Work together with three or four classmates and do exercise 1. Werk samen met drie of vier klasgenoten en maak oefening 1.
Read exercise 2 before you watch the video. Pay attention: There is one questions about each speaker. Lees oefening 2 voordat je de video gaat kijken. Let op: er wordt over elke spreker één vraag gesteld.
Watch the video and answer the questions. Bekijk de video en beantwoord de vragen.
Oefening 1
Answer the following questions with your classmates before you watch and listen to the video. Bespreek voordat je naar de video gaat kijken en luisteren de volgende vragen met je klasgenoten:
What do you think about when you hear the words “summer holiday”? Waar denk je aan bij het woord “zomervakantie”?
What do you usually do during a holiday? Wat doe je meestal tijdens een vakantie?
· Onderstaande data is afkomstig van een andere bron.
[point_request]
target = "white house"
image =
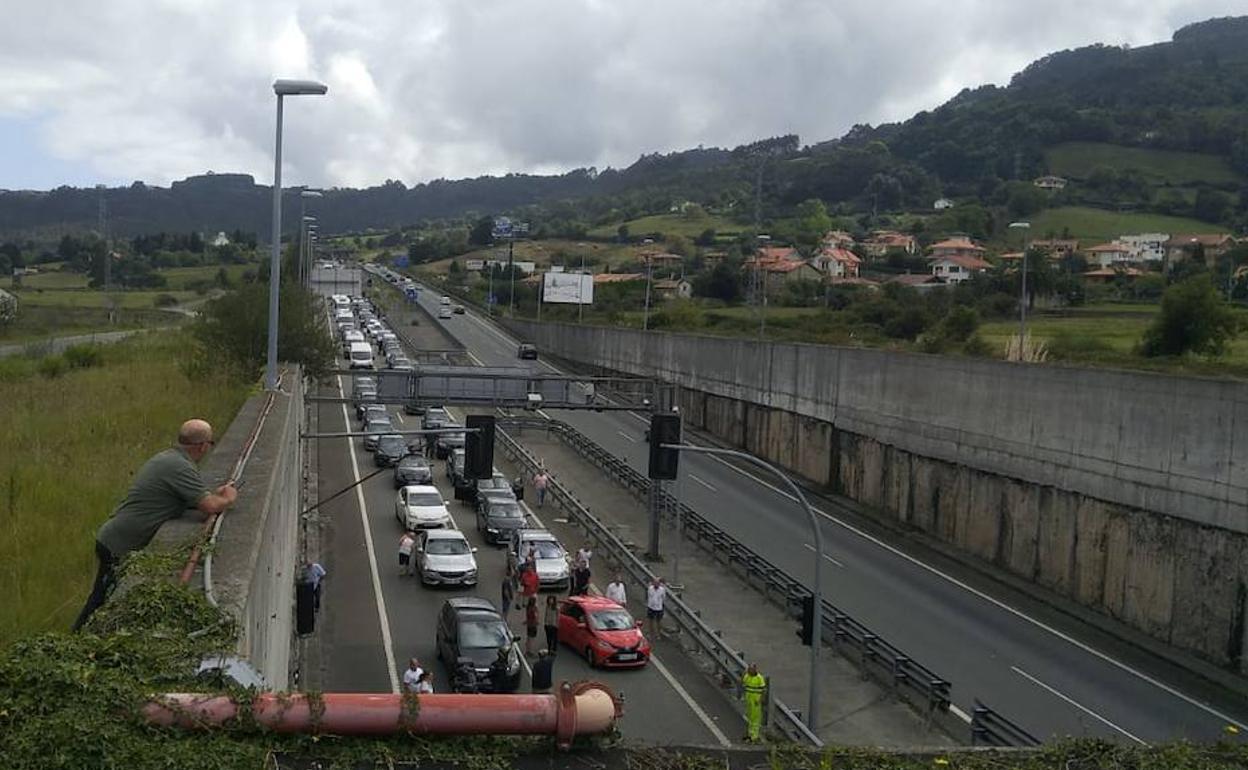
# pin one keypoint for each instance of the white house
(955, 268)
(1107, 255)
(1146, 246)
Who can think of the most English words that have to do with holidays?
Take three minutes to each make a list. Compare your lists and make a group list with all the words you have come up with. Show this list to your teacher. Wie kan de meeste Engelse woorden bedenken die met vakantie te maken hebben?
Neem 3 minuten om allemaal een lijst te maken. Vergelijk jullie lijsten met elkaar en maak vervolgens een groepslijst met alle woorden die jullie bedacht hebben. Laat die groepslijst aan je docent zien.